Deixando de lado como as alocações são feitas internamente e qual o perfil médio dos alunos que se utilizam dessa estrutura, retomemos o questionamento: como fazer essa cobrança?
Primeiramente, dever-se-ia separar os orçamentos de graduação, pesquisa e extensão. As universidades públicas paulistas (USP, Unesp e Unicamp) têm muitos alunos, mas o desembolso considerável (e importante) advém de sua pesquisa. Tendo dois orçamentos em separados, sendo um de pesquisa e extensão e outro de ensino, ficaria mais mensurável o retorno social dos investimentos públicos realizados. Na visão deste que aqui escreve, em uma ordem decrescente de prioridades, estão a pesquisa, a extensão e o ensino.
Considerando que já temos dois orçamentos em separado, ideal seria manter o custear da parte de pesquisa e extensão com os desembolsos públicos. Isso porque, assim como na educação básica, temos nestes dois pontos da tríade o maior retorno público – uma vez que, na prática, aquele que se utiliza do ensino de uma universidade pública de ponta acaba tendo mais benefícios privados (em sua própria vida e carreira profissional) do que públicos.
Quanto ao orçamento específico do ensino, quando do momento da entrada de novos alunos, exigir-se-ia uma nova apresentação: caso os provedores declarem imposto de renda, devem apresentar suas declarações dos últimos três anos antes da aprovação no vestibular. Dentro dessa declaração, o foco seria verificar qual a declaração de valor de desembolsos com educação do(a) filho(a) que acabou de ser aprovado. Caso superasse um limite mínimo, uma porcentagem desse valor seria a anuidade a ser paga.

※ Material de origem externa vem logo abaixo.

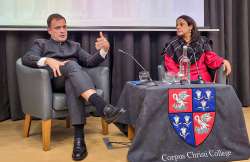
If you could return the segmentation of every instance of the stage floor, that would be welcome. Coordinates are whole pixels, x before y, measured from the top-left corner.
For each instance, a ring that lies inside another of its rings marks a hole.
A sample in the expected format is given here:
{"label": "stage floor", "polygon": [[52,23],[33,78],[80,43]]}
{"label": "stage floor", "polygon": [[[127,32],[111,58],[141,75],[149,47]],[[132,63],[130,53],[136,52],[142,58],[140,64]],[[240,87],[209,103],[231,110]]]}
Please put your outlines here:
{"label": "stage floor", "polygon": [[[244,117],[250,139],[250,107],[244,108]],[[0,122],[0,161],[3,162],[69,162],[72,152],[72,128],[65,128],[64,120],[52,122],[51,150],[44,152],[41,141],[41,122],[33,121],[30,137],[22,136],[23,121]],[[101,134],[100,118],[89,117],[85,128],[88,157],[84,162],[127,162],[127,147],[116,146],[108,150],[103,138],[127,142],[128,139],[110,125],[107,136]],[[241,162],[250,162],[249,160]]]}

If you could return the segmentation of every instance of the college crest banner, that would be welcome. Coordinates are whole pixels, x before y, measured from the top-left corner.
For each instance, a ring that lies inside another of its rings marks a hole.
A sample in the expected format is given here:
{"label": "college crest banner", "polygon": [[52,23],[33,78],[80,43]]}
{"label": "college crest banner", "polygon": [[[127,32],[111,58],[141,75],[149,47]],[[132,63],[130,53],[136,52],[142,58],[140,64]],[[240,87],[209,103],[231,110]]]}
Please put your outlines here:
{"label": "college crest banner", "polygon": [[168,117],[176,134],[196,147],[209,136],[215,122],[215,88],[168,90]]}

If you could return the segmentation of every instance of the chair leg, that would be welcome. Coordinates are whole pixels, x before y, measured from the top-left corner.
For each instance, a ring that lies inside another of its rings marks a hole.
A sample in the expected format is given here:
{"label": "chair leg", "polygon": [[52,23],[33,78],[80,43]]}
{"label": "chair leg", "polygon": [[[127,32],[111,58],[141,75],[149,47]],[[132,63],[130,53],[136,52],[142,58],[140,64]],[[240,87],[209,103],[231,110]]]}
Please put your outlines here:
{"label": "chair leg", "polygon": [[70,117],[66,117],[66,128],[70,128]]}
{"label": "chair leg", "polygon": [[24,125],[23,125],[24,137],[29,137],[30,125],[31,125],[31,116],[29,114],[25,114]]}
{"label": "chair leg", "polygon": [[133,140],[135,136],[135,128],[132,125],[128,125],[128,139]]}
{"label": "chair leg", "polygon": [[42,120],[43,150],[48,151],[50,147],[51,119]]}
{"label": "chair leg", "polygon": [[108,123],[103,118],[101,119],[101,122],[102,122],[102,134],[107,135],[109,133]]}

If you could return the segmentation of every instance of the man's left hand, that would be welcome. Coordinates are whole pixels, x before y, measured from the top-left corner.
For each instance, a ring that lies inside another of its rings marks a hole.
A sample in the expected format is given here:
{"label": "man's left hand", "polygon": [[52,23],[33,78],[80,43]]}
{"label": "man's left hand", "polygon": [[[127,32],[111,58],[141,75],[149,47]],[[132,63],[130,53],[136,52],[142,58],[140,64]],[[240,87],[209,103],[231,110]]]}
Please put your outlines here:
{"label": "man's left hand", "polygon": [[96,42],[95,42],[95,48],[97,50],[103,49],[105,52],[108,52],[109,47],[110,45],[109,45],[108,40],[104,37],[103,33],[100,32],[99,37],[96,39]]}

Um exemplo numérico para ilustrar a ideia. Imagine que os pais do aluno Roberto pagaram para ele, nos três anos de ensino médio, mensalidades de R$1000,00 (totalizando “anuidade” de R$12.000,00). Vamos imaginar também outros dois alunos: a Bruna, cujos pais pagaram nos três anos do ensino médio uma mensalidade de R$2000,00 (totalizando “anuidade” de R$24.000,00) e o João, que fez o ensino médio em escola privada, mas com bolsa parcial, tendo pago R$500,00 por mês (totalizando uma “anuidade” de R$6.000,00).
Supondo um “nível mínimo” de R$10.000,00 de declaração no Imposto de Renda e uma porcentagem de 70%, João teria acesso integralmente custeado pelo desembolso público, Roberto pagaria uma anuidade de R$8400,00 (mensalidades de R$700,00) e Bruna pagaria uma anuidade de R$16.800,00 (mensalidades de R$1400,00).
É importante salientar que isso não excluiria a necessidade do Estado seguir financiando essas universidades, mas tornaria o sistema socialmente mais justo, porque quem tem capacidade financeira de pagar (através de critérios objetivamente observados) o faria. Possivelmente haveria incentivo para uma declaração destes valores de desembolsos com educação no Imposto de Renda como inferiores aos dados reais, mas é notoriamente sabido que um dos sistemas mais interligados (e, portanto, difíceis de serem ludibriados) é o da Receita Federal e, no fim das contas, essa atitude deliberada e por tanto tempo (ao menos três anos) geraria suspeitas.
Mais do que oferecer direcionamentos, o que este artigo pretende é apresentar que existe sim solução objetiva para tornar as universidades públicas socialmente mais justas sem que isso desequilibre a entrada de novos alunos e o andamento das atividades que mais apresentam retorno público (como pesquisa e extensão).
Inverter a lógica atual de investimentos educacionais públicos — concentração no ensino superior e pouco foco na educação básica/fundamental — não é tarefa fácil e não é algo que será feito da noite para o dia (ou em poucas canetadas, como tem se pretendido pelo atual Ministério da Educação). Mas, enquanto tal dominante prática não se equaliza, podemos aos poucos (e, isso sim, de maneira mais rápida do que se imagina) tornar o atual financiamento do ensino superior socialmente mais justo.